Maybe … it won’t be so bad? This is encouraging info from the New Yorker, via Jim Geraghty:

Like all viruses, sars-CoV-2 will continue to evolve. But McLellan believes that it has a limited number of moves available. “There’s just not a lot of space for the spike to continue to change in ways that allow it to evade antibodies but still bind to its receptor,” he said. “Substitutions that allow the virus to resist antibodies will probably also decrease its affinity for ace-2”—the receptor that the virus uses to enter cells. Recently, researchers have mapped the universe of useful mutations available to the spike’s receptor-binding area. They’ve found that most of the changes that would weaken the binding ability of our antibodies occur at just a few sites; the E484K substitution seems to be the most important. “The fact that different variants have independently hit on the same mutations suggests we’re already seeing the limits of where the virus can go,” McLellan told me. “It has a finite number of options.”

Over time, sars-CoV-2 is likely to become less lethal, not more. When people are exposed to a virus, they often develop “cross-reactive” immunity that protects them against future infection, not just for that virus, but also for related strains; with time, the virus also exhausts the mutational possibilities that might allow it to infect cells while eluding the immune system’s memory.

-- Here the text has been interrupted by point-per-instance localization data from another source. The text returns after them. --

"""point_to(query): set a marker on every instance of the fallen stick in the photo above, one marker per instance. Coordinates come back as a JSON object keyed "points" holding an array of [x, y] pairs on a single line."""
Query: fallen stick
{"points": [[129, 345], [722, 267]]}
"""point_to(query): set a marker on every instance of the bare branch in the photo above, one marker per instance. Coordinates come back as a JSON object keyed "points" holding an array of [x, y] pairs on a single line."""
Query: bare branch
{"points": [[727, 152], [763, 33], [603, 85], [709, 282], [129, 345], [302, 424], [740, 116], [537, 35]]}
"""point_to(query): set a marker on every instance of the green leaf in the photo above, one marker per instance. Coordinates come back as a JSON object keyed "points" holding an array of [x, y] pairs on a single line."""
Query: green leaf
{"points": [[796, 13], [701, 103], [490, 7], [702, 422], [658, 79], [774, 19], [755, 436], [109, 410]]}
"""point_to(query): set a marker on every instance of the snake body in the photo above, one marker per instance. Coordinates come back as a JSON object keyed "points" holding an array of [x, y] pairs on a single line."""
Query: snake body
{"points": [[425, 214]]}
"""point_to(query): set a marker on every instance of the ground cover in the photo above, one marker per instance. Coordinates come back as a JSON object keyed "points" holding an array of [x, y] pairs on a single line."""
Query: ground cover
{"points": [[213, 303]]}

Amid all the talk of Brazilian variants and British variants and New York variants and the booster shots each may require, what if we don’t end up needing any boosters? What if the worst the virus can throw at us is the variants we’ve already seen and Pfizer, Moderna, and Johnson & Johnson are each already equal to the task of defeating them?

To put that another way, the challenge with the variants likely has less to do with developing a product to defeat them — we already have those, it seems — than with winning a horse race to distribute that product to people before the variants reach them. Florida recently overtook New York in terms of daily percentage of ER visits related to COVID-like illness, which may be due to the fact that the British variant is more common there than it is in other states. That’s why experts like Fauci and Walensky are wringing their hands about states reopening too early: They’re not worried that B.1.1.7, the UK strain, will overcome the vaccines, they’re worried about losing the horse race to it in March and April, before we get anywhere near to herd immunity via vaccinations.